Any Resolution Any Geometry: From Multi-View To Multi-Patch

Joint estimation of surface normals and depth is essential for holistic 3D scene understanding, yet high-resolution prediction remains difficult due to the trade-off between preserving fine local detail and maintaining global consistency. To address this challenge, we propose the Ultra Resolution Geometry Transformer (URGT), which adapts the Visual Geometry Grounded Transformer (VGGT) into a unified multi-patch transformer for monocular high-resolution depth--normal estimation. A single high-resolution image is partitioned into patches that are augmented with coarse depth and normal priors from pre-trained models, and jointly processed in a single forward pass to predict refined geometric outputs. Global coherence is enforced through cross-patch attention, which enables long-range geometric reasoning and seamless propagation of information across patches within a shared backbone. To further enhance spatial robustness, we introduce a GridMix patch sampling strategy that probabilistically samples grid configurations during training, improving inter-patch consistency and generalization. Our method achieves state-of-the-art results on UnrealStereo4K, jointly improving depth and normal estimation, reducing AbsRel from 0.0582 to 0.0291, RMSE from 2.17 to 1.31, and lowering mean angular error from 23.36 degrees to 18.51 degrees, while producing sharper and more stable geometry. The proposed multi-patch framework also demonstrates strong zero-shot and cross-domain generalization and scales effectively to very high resolutions, offering an efficient and extensible solution for high-quality geometry refinement.
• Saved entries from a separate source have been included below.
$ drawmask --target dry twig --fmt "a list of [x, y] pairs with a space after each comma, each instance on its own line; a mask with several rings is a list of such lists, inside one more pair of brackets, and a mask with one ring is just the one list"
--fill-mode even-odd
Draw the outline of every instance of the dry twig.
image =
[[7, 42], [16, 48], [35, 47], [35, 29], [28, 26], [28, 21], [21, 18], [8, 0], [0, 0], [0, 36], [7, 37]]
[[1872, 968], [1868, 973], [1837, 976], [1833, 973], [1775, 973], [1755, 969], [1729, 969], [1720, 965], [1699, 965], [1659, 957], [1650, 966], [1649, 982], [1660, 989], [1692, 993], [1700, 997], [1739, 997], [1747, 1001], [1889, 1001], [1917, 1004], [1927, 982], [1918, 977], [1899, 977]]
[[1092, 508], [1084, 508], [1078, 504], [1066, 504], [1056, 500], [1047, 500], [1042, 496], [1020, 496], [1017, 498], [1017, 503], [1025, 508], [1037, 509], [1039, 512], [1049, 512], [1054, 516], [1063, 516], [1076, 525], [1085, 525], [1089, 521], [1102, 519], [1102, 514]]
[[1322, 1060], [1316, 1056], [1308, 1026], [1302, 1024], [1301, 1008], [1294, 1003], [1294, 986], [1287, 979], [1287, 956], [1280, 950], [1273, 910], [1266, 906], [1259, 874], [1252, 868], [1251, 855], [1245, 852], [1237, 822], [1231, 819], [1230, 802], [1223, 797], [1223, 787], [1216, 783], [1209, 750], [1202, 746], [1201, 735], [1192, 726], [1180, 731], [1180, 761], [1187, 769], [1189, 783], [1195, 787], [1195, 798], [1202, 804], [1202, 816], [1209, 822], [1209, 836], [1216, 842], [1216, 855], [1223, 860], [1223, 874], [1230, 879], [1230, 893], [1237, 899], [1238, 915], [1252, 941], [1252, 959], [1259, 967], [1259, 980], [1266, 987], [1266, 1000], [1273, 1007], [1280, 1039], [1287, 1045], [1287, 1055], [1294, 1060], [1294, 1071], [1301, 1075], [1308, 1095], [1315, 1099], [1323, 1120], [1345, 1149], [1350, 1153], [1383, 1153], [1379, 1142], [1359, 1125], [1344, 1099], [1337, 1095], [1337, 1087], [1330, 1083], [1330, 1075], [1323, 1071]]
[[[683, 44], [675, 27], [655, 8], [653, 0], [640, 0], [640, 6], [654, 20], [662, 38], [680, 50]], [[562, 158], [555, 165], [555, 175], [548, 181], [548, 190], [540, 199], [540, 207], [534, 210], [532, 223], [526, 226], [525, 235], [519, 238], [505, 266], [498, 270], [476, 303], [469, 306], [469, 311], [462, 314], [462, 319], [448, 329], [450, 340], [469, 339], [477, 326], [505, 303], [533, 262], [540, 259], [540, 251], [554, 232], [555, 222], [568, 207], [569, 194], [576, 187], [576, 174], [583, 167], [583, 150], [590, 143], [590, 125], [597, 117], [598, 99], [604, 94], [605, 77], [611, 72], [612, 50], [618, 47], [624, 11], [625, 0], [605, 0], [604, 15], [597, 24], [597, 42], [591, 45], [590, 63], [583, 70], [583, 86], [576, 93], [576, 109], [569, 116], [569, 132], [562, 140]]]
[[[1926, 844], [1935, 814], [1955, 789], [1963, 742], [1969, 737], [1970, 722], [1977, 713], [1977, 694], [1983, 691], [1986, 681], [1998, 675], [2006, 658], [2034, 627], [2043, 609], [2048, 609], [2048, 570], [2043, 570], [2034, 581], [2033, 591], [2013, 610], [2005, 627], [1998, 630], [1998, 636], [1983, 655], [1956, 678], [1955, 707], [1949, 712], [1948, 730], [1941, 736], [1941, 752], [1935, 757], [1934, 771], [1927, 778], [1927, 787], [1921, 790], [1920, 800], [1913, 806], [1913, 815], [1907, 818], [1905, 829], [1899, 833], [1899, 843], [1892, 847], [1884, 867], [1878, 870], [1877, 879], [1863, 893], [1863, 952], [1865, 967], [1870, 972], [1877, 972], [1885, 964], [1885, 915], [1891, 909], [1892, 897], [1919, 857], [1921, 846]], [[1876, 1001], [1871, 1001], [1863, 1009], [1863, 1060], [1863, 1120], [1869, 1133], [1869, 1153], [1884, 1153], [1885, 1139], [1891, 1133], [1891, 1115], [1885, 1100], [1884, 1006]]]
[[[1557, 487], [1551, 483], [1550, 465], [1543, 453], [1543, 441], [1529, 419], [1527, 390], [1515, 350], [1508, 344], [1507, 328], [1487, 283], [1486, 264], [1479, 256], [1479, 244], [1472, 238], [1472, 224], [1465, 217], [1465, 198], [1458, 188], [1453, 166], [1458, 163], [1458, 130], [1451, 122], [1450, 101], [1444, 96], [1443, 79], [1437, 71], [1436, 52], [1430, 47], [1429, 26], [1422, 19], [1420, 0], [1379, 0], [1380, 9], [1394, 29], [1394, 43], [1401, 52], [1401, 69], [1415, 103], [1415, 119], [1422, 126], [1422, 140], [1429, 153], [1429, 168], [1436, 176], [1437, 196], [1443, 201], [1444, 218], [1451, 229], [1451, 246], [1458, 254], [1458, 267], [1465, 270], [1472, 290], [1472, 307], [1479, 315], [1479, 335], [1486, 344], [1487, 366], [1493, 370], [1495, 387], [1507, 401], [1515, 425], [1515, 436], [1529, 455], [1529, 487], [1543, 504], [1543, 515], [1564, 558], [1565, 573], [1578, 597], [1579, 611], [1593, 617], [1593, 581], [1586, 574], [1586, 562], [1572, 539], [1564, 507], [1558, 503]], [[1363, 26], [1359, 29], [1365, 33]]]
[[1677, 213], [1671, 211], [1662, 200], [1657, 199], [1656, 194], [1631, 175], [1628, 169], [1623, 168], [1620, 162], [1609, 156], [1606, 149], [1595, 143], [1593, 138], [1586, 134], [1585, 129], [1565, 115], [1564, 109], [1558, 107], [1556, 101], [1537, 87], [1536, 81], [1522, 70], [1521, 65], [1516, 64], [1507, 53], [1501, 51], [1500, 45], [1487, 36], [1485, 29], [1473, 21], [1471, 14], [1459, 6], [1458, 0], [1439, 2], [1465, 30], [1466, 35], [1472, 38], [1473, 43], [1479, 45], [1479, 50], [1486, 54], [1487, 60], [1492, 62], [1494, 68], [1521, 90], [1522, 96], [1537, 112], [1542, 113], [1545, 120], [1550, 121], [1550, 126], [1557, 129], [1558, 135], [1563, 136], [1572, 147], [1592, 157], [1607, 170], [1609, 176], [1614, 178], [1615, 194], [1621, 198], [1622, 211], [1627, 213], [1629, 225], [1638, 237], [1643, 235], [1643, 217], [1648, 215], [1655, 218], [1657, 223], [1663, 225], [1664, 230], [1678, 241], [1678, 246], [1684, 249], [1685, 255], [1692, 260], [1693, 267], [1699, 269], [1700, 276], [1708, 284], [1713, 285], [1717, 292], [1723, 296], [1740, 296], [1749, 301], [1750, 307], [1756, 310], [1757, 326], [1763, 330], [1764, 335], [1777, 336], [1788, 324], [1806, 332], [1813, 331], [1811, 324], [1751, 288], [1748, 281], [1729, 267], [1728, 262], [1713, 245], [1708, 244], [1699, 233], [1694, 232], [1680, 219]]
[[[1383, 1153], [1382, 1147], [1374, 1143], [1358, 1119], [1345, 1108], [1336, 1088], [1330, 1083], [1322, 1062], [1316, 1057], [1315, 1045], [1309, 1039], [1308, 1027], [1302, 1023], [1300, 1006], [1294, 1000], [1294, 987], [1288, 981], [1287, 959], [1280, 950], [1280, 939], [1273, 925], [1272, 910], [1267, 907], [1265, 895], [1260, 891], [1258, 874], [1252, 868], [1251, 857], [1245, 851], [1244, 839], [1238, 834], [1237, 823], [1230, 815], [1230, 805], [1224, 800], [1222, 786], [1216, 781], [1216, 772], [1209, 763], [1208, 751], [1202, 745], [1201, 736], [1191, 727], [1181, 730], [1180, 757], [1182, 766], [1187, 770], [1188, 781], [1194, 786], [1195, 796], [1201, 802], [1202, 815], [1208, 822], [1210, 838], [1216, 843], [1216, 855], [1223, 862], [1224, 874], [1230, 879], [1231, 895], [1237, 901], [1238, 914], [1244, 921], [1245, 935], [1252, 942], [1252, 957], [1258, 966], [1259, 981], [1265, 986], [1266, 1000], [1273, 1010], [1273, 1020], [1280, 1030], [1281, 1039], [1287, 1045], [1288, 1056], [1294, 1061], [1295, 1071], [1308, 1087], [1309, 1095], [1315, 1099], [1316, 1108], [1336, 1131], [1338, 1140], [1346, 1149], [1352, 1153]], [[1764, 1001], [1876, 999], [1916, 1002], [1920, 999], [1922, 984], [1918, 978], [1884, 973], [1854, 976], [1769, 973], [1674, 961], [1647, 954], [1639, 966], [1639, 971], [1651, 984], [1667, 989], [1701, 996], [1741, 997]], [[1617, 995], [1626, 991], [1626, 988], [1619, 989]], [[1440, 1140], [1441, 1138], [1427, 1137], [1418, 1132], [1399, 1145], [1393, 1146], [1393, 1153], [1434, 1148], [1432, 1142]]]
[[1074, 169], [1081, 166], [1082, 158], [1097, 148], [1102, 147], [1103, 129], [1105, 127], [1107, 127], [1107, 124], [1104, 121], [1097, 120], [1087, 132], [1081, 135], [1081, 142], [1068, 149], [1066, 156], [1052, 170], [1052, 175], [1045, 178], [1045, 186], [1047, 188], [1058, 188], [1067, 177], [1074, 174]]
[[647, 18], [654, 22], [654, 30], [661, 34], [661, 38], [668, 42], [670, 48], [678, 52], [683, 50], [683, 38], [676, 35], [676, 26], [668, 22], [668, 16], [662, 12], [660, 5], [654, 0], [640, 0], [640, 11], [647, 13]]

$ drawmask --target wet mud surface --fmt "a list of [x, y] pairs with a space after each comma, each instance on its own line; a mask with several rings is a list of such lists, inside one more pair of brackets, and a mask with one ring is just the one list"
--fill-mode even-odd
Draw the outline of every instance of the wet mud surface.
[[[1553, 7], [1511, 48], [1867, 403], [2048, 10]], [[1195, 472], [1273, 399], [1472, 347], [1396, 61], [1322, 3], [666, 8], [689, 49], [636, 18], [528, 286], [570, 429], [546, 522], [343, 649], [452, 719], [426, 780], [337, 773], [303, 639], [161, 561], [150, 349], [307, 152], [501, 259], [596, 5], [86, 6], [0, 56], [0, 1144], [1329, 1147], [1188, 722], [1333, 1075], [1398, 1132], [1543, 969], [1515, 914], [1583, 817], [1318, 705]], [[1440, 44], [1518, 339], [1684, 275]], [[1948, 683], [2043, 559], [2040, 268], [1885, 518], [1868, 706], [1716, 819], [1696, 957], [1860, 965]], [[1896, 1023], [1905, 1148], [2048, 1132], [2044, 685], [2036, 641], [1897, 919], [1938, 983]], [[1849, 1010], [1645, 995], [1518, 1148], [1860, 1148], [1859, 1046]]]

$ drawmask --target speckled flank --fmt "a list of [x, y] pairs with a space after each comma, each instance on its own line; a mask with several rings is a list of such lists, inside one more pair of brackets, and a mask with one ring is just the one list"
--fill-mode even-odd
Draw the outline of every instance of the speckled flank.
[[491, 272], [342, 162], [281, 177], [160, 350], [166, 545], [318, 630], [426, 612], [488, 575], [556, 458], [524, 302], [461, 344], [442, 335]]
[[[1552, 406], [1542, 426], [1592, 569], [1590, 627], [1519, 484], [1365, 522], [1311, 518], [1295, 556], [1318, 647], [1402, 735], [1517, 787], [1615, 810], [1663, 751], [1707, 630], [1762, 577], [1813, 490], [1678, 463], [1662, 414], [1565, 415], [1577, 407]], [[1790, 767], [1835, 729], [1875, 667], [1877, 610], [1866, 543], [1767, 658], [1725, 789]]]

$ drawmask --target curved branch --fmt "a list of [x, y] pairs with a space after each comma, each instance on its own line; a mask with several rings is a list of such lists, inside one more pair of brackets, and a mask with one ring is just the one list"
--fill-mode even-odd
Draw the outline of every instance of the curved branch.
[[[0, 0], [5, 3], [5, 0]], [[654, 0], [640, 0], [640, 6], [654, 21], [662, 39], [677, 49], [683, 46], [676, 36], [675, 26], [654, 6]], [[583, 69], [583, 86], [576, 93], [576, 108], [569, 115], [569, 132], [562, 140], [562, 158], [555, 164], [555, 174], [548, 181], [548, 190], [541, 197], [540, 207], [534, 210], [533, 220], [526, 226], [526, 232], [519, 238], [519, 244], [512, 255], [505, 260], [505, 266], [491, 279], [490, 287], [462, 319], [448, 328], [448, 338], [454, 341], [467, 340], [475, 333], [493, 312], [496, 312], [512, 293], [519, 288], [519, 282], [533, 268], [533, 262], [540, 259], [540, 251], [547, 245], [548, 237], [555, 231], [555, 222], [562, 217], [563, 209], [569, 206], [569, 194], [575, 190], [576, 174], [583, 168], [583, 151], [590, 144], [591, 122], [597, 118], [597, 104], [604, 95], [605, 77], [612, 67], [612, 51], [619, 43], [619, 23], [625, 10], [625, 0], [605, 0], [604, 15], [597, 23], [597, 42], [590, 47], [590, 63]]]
翻译：表面法线与深度的联合估计对于全面的三维场景理解至关重要，然而，高分辨率预测仍然困难，原因在于保留精细局部细节与维持全局一致性之间存在权衡。为应对这一挑战，我们提出了超高分辨率几何Transformer（URGT），它将视觉几何基础Transformer（VGGT）适配为一个统一的单目高分辨率深度-法线估计多块Transformer。单张高分辨率图像被分割成多个块，这些块通过预训练模型获得的粗略深度和法线先验进行增强，并在一次前向传播中联合处理，以预测精细化后的几何输出。全局一致性通过跨块注意力机制得以加强，该机制在共享骨干网络中实现了长程几何推理以及信息在块间的无缝传播。为进一步增强空间鲁棒性，我们引入了一种GridMix块采样策略，在训练过程中概率性地采样网格配置，从而改善了块间一致性和泛化能力。我们的方法在UnrealStereo4K数据集上取得了最先进的结果，同时改进了深度和法线估计，将AbsRel从0.0582降至0.0291，RMSE从2.17降至1.31，并将平均角度误差从23.36度降至18.51度，同时生成更清晰、更稳定的几何结构。所提出的多块框架还展现出强大的零样本和跨域泛化能力，并能有效扩展到极高分辨率，为高质量几何精细化提供了一个高效且可扩展的解决方案。